Fewer buses means more cars on the streets, and that means more congestion for everyone—and congestion means fewer people coming to (and spending their dollars in) places like downtown Seattle, which is one reason groups like the Downtown Seattle Association and Greater Seattle Chamber of Commerce support giving Metro new taxing authority.  


3. Emerging from 1983 in his time machine, state Sen. Michael Baumgartner (R-6) proposed making Washington a "right-to-work" state to give Boeing another incentive to build its new 777 here instead of a state with lower wages and fewer worker protections like South Carolina, the Everett Herald reports.

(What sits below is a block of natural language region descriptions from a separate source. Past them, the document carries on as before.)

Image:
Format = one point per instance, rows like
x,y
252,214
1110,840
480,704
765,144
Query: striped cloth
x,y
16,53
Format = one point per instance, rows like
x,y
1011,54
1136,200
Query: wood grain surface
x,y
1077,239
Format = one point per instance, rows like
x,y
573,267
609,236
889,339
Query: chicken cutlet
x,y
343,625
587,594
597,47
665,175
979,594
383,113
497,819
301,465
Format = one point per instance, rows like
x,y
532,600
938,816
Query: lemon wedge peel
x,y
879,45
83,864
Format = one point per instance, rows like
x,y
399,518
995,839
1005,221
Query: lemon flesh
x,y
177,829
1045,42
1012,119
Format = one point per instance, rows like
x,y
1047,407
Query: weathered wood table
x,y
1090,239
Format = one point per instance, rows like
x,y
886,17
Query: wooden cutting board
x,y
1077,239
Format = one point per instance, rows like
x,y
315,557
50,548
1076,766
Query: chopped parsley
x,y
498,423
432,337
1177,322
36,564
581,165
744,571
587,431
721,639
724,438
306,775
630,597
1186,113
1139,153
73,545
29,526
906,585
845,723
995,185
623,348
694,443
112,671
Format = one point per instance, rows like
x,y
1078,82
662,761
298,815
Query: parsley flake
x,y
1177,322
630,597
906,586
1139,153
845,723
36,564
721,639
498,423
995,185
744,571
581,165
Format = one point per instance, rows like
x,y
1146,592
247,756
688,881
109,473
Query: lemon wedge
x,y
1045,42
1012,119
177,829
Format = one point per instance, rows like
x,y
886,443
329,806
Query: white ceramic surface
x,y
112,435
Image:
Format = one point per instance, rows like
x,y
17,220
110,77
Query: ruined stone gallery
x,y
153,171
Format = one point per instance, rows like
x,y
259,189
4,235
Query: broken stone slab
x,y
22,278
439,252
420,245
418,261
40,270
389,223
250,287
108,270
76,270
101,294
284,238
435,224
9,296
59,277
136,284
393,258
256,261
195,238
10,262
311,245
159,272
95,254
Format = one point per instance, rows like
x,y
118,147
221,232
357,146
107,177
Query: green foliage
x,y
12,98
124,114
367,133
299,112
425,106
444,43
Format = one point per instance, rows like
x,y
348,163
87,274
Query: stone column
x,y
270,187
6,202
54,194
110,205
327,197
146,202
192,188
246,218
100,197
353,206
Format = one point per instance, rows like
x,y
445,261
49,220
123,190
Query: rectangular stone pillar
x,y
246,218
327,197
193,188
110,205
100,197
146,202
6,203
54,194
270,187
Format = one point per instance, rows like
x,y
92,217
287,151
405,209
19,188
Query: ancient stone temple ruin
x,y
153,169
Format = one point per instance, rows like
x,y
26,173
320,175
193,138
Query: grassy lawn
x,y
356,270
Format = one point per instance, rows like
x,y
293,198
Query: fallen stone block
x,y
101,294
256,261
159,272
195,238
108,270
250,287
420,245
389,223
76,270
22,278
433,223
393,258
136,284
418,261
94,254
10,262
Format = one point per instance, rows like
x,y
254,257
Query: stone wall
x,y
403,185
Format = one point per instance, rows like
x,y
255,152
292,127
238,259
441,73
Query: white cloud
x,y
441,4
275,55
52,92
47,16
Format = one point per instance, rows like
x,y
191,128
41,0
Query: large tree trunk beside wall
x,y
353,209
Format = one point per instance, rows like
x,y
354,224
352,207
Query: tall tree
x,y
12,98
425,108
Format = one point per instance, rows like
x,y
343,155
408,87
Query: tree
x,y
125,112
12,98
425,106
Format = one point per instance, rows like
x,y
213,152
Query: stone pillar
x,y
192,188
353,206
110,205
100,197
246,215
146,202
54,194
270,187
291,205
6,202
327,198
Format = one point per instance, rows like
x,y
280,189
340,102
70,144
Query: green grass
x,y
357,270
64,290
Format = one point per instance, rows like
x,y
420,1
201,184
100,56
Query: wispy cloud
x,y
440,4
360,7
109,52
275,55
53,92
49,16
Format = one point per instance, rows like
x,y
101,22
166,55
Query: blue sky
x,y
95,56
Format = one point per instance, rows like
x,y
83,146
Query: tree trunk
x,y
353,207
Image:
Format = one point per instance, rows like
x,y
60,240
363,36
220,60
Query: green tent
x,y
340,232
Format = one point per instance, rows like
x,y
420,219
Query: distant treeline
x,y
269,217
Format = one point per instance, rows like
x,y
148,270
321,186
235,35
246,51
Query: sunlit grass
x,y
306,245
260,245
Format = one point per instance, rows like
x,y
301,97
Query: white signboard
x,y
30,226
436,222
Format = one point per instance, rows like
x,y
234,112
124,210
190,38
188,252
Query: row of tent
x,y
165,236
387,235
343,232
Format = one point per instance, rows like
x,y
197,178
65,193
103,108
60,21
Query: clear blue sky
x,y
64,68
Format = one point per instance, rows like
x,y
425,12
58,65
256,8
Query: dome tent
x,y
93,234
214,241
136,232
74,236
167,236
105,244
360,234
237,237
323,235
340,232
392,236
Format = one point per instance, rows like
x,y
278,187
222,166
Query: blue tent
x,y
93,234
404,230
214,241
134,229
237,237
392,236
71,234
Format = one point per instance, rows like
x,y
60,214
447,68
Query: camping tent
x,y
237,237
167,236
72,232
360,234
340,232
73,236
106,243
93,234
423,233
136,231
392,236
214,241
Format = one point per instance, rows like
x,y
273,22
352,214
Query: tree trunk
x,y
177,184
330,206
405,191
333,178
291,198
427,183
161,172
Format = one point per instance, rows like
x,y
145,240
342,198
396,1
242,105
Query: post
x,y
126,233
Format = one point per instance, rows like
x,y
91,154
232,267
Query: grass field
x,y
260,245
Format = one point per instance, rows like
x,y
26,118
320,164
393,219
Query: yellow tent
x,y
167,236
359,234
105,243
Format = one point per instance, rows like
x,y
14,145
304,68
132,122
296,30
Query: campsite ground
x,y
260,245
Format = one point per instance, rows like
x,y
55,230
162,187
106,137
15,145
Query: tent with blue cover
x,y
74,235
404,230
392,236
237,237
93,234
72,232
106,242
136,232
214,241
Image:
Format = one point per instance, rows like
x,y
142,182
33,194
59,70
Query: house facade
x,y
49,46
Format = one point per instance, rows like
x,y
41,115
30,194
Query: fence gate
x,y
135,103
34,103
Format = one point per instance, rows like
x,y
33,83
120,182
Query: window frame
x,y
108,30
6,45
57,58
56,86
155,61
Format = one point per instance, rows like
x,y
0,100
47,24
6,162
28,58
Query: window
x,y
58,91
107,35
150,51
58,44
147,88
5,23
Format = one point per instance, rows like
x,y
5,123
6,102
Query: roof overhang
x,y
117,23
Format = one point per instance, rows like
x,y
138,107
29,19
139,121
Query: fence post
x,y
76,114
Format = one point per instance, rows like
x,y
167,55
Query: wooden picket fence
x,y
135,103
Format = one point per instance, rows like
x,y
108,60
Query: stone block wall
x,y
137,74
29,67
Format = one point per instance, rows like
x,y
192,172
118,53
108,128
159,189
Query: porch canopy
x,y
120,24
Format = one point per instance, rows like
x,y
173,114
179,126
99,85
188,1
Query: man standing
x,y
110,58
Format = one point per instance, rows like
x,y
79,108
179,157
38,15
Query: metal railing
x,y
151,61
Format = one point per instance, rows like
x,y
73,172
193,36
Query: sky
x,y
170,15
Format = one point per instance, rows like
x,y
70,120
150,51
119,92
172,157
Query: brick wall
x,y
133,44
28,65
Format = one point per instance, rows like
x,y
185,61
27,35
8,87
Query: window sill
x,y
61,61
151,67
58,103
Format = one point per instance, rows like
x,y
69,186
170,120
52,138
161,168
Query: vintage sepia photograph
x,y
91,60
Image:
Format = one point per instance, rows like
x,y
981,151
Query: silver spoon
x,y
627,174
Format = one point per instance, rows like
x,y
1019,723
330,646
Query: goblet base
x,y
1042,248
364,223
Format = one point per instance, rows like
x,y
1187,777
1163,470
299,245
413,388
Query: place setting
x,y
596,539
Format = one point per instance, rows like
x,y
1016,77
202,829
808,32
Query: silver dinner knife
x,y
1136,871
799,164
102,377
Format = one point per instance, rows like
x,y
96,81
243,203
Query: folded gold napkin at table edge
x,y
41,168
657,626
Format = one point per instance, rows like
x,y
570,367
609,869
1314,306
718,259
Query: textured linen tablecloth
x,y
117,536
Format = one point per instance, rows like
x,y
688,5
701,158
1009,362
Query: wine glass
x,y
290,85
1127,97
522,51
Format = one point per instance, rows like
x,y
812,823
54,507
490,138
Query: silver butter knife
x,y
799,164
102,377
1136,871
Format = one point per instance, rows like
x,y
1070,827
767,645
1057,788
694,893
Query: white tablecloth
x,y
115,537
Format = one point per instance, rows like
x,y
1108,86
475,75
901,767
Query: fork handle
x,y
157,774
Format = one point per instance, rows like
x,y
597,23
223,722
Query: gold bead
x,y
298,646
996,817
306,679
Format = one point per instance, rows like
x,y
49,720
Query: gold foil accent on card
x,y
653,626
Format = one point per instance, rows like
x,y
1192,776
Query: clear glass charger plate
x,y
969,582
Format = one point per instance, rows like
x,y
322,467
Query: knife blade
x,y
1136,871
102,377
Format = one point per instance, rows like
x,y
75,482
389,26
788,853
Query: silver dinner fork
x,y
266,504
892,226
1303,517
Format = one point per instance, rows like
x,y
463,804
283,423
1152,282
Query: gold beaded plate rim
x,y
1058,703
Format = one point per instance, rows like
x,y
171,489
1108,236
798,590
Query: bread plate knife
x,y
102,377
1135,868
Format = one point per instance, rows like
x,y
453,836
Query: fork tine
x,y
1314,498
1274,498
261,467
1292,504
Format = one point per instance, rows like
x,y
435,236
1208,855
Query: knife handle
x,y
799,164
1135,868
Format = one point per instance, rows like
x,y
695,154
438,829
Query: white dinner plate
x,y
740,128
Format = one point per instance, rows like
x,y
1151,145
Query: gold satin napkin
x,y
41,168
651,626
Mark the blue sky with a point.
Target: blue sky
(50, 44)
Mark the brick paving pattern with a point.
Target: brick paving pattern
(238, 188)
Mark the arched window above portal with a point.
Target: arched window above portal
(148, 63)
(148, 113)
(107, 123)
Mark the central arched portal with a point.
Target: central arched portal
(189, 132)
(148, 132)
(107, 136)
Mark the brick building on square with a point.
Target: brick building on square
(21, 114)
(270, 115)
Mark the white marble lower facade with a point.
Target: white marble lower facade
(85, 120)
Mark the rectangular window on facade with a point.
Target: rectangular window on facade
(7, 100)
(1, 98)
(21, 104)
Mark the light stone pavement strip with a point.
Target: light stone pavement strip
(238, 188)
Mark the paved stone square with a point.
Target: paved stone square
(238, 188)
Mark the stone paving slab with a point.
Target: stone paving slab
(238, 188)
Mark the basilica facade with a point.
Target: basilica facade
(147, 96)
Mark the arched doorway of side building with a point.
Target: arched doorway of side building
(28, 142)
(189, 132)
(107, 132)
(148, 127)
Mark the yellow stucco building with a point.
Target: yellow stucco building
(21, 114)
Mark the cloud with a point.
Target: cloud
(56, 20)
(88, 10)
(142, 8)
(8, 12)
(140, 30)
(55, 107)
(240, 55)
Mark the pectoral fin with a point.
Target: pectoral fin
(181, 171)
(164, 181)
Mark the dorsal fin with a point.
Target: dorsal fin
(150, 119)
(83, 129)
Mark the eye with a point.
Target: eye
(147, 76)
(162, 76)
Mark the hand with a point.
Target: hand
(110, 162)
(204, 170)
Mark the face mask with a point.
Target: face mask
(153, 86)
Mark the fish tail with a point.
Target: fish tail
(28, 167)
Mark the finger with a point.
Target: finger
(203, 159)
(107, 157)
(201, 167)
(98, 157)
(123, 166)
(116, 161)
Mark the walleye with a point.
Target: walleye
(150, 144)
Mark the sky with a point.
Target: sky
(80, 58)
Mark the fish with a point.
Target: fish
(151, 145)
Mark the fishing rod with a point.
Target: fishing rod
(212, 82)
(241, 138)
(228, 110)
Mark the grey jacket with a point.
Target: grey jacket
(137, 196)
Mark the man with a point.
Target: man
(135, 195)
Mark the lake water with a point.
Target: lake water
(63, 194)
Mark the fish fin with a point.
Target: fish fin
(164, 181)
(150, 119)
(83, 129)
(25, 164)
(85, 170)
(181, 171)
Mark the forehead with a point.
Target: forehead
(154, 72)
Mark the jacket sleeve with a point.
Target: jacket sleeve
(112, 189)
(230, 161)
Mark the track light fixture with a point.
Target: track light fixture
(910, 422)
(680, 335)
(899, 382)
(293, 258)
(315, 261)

"Right-to-work" is a term for laws aimed at weakening labor unions by prohibiting them from requiring workers to pay dues, giving workers an incentive to opt out of union membership. Baumgartner argues that the cost of labor in Washington state is too high because of workers' compensation rates. According to the state of Oregon, in 2010, Washington's workers' comp rates were 26th in the nation. 

4. The Capitol Record reports that a bill that would crack down on repeat DUI offenders—by, among other things, making a fourth DUI offense a felony—passed a key hurdle yesterday, winning unanimous approval from the senate law and justice committee in the second day of the special session. The bill now moves on to the senate's budget-writing committee.